“…just as God intended!”
~ Buster Hughes, referring to an e/m controller running the signals at a Baltimore intersection
While some of my signals are running nicely on hobby circuit board controllers – Sean Breen in Canada being my favorite provider of these – there’s something special about the look and sound of an electro-mechanical (e/m) controller. These old devices use outdated but fascinating technology, implemented in a variety of ways, to run signals. Here are the e/m controllers that I have owned.
1960s Eagle EF-20
In June 2019, after five years without hearing that familiar “ker-chunk” of an e/m controller in my collection, I acquired a working 1960s Eagle EF-20 put together from parts by Andrew Brent in Ohio. The controller unit itself (the pale green box with the timer dial window) was legally procured years ago from Lewiston, Idaho surplus by a signal technician/collector in the Pacific NW.
The controller was sold to me already configured for two-way vehicular and pedestrian motion with solid-state flash, so my tasks were simply to wire the signals and power chord to the back panel and to paint the cabinet. I brushed on Sherwin-Williams Ripe Olive Green in satin.
== Youtube video of the EF-20 in action ==
2000 General Traffic Equipment (GTE)
The previous e/m controller I owned was a General Traffic Equipment (GTE) controller built in 2000 that was retired from Brooklyn, NY. I picked this one up from the GTE warehouse in Newburgh, NY in 2012. Steven Gambara helped me set it up.

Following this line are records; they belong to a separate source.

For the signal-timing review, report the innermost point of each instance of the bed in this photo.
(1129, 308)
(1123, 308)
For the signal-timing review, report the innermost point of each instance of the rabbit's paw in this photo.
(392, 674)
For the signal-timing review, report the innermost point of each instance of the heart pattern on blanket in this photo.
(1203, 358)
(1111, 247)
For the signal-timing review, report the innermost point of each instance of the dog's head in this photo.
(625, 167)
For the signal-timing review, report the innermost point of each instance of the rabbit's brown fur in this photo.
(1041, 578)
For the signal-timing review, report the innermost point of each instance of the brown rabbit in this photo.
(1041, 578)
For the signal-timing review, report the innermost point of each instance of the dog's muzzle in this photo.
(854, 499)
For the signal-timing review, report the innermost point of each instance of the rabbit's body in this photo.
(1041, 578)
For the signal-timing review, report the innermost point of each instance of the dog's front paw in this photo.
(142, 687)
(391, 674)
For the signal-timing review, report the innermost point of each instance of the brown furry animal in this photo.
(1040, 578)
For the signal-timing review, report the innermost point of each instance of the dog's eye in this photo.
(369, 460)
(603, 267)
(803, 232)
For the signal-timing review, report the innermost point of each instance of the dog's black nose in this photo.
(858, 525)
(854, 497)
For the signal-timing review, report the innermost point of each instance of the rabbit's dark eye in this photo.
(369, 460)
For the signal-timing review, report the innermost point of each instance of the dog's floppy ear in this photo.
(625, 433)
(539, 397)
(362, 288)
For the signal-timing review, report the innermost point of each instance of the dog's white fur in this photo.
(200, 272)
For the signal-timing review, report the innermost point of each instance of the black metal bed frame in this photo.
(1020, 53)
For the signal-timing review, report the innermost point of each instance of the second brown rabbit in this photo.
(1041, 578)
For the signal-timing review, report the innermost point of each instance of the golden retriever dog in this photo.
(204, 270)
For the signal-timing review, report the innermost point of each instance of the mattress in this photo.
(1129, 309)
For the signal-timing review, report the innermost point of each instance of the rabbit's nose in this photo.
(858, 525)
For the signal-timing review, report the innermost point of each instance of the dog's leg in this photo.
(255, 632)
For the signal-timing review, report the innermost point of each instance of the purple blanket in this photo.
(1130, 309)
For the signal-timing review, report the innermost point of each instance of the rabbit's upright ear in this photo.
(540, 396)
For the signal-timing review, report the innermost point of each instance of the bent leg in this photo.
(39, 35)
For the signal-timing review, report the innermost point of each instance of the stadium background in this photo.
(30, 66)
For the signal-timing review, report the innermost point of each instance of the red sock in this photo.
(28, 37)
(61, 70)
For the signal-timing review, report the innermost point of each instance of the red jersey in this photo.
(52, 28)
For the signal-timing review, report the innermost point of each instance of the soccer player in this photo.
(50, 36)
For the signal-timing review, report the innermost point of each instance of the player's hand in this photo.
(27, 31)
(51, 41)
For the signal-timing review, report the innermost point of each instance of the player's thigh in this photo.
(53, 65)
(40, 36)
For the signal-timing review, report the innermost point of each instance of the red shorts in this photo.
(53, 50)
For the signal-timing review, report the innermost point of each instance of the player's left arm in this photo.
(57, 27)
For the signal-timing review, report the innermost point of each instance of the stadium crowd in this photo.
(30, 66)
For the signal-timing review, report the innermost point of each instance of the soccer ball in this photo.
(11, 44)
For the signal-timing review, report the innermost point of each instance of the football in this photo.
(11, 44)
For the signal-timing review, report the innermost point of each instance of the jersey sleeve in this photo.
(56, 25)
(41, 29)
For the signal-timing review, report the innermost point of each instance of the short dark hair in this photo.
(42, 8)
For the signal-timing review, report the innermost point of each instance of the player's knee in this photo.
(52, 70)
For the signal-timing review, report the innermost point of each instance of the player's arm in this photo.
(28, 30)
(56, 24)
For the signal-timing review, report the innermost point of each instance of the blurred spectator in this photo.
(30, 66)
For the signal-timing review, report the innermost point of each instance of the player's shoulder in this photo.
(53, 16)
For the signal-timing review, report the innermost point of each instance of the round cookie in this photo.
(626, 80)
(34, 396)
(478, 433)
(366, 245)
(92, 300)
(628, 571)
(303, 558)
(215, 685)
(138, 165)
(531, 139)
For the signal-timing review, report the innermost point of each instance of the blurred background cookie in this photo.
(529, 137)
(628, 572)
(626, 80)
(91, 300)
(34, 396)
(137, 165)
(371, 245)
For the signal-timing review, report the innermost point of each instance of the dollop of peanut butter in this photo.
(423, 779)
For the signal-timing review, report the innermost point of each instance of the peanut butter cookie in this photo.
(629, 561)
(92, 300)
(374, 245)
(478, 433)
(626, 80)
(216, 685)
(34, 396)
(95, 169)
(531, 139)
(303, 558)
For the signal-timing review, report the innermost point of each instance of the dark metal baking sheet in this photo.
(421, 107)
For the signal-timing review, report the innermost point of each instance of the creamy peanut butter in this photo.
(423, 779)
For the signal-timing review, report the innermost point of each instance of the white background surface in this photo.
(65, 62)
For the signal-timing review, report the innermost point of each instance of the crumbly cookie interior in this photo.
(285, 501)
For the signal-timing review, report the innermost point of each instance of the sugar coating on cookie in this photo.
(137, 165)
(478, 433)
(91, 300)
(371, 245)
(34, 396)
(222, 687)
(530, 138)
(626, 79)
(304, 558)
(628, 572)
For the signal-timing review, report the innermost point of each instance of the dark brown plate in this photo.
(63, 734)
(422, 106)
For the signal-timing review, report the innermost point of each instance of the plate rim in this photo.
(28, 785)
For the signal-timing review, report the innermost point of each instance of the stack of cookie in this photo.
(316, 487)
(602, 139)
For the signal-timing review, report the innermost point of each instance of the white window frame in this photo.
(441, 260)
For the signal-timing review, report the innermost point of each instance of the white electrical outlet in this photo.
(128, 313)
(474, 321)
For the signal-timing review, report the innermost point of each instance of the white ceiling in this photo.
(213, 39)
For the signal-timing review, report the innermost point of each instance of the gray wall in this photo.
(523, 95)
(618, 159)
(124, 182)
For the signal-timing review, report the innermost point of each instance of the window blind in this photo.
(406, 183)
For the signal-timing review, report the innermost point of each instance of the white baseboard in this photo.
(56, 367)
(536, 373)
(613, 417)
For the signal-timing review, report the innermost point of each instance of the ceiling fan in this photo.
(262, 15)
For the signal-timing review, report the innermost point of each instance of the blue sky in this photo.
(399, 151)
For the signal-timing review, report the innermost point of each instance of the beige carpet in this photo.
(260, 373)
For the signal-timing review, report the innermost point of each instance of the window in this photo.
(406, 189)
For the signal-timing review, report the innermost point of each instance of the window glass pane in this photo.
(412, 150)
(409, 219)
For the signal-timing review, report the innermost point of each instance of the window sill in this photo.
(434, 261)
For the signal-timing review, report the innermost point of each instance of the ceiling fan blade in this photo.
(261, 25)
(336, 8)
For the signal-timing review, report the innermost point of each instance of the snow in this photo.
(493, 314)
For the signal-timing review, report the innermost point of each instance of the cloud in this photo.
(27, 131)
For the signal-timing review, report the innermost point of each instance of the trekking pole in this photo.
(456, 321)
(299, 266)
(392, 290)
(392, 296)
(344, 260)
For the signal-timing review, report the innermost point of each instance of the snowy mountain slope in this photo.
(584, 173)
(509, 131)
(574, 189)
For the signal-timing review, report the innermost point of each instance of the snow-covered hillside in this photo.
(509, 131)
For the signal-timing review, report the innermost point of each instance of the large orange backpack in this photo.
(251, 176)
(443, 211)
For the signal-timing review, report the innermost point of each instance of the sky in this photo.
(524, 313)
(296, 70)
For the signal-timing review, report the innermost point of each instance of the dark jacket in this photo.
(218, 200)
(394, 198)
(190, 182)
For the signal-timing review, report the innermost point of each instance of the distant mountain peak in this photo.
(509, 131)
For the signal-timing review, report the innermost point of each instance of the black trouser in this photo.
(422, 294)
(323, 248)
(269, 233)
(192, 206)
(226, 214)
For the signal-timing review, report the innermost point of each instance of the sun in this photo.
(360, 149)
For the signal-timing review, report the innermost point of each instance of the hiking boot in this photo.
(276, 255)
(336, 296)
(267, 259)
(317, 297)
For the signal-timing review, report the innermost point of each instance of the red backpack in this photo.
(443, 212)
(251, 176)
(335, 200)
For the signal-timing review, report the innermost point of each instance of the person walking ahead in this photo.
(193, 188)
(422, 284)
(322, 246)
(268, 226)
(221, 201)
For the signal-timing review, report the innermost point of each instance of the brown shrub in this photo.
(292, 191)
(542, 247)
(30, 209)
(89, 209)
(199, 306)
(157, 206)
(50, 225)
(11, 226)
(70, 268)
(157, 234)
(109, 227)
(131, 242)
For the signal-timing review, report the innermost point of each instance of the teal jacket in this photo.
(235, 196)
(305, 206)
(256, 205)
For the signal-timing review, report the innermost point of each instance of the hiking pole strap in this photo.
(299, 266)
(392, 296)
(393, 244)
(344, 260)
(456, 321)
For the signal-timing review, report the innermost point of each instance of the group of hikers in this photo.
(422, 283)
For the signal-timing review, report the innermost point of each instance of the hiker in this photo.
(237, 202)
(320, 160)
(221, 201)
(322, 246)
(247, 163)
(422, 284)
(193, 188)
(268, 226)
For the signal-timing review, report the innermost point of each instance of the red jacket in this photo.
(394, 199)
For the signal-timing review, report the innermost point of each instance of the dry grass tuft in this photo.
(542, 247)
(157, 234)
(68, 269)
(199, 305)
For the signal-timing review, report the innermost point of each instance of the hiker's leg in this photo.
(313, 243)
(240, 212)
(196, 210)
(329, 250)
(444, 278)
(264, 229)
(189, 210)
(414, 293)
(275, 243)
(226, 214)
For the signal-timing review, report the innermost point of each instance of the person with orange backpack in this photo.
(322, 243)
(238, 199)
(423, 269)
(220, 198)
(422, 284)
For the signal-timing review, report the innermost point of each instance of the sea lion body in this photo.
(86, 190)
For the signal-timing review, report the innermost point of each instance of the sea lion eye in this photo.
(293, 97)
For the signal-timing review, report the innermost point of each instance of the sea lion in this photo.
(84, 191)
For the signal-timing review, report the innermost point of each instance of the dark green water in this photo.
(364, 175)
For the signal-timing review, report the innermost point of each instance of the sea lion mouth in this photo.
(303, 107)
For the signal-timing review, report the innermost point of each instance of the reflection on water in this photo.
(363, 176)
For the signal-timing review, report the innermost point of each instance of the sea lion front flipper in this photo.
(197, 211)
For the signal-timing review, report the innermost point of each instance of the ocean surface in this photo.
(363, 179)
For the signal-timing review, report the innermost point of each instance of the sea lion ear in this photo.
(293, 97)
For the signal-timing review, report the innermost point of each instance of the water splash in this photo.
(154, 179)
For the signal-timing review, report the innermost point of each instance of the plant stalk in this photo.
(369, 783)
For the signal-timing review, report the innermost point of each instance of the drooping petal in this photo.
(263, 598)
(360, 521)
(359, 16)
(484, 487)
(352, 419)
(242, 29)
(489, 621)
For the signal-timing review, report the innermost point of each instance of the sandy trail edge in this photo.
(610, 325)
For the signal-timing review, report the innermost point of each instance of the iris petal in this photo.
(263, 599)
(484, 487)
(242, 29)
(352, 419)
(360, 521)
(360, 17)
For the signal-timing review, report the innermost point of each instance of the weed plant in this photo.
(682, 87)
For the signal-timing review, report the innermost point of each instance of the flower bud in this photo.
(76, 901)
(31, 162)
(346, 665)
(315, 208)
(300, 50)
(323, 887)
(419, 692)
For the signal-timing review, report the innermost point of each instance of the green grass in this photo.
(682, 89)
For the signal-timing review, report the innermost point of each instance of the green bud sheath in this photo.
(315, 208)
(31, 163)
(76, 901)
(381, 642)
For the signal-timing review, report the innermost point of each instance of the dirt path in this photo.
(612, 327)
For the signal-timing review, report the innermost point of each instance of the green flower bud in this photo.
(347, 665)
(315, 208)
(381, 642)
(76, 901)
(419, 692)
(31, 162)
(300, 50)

I have posted some Youtube videos of this controller, linked below:
1993 GTE Model B3
My first controller was a GTE Model B3 controller made for New Orleans in 1993. This manufacture date came as a surprise to me – up to that time, I had assumed that e/m controllers ceased to be manufactured sometime around 1970. I acquired this controller from a very nice collector who shipped it to me from Louisiana in 2003. I had it running my lights when my kids were just little tots playing around them in the basement…great memories!
The highlighted detail in the photo on the left is a mechanical flasher with two fingers for alternate flash. It was kind of interesting that such a new controller still used this sort of mechanism rather than a solid state flasher.